Sur Yamaplace, vous pouvez revendre votre rendez-vous médical

LA POLÉMIQUE - Lancée il y a quelques jours, cette plateforme qui ressemble au principe du "Bon Coin", irrite les professionnels de santé.
"Vendez, achetez vos opportunités de rendez-vous médicaux libérés suite à des désistements de dernière minute". Voilà le descriptif officiel de la plateforme Yamaplace , lancée début mars et qui fait le buzz depuis mercredi.
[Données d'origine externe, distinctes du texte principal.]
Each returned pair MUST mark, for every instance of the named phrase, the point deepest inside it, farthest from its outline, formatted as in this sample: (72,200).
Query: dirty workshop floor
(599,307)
Mais la démarche de "vendre" un rendez-vous chez le gynéco, l'ophtalmo ou le dentiste n'est pas bien accueillie par les professionnels de santé.
Avez-vous déjà omis de décommander ? Vos RDV ont de la valeur : vendez, achetez des opportunités RDV sur yamaplace.fr #Yamaplace— yamaplace (@yamaplace) 2 Mars 2015
Quel est le principe ? Concrètement, yamaplace propose de mettre en relation un internaute qui compte annuler un rendez-vous chez le médecin avec un autre qui, au contraire, a un besoin urgent de consulter. Ainsi le rendez-vous est maintenu mais ce n'est pas la personne initialement prévue qui y va, moyennent accord du médecin évidemment mais pas seulement : les internautes proposant leur rendez-vous demandent, en effet, 3 à 10 euros en échange.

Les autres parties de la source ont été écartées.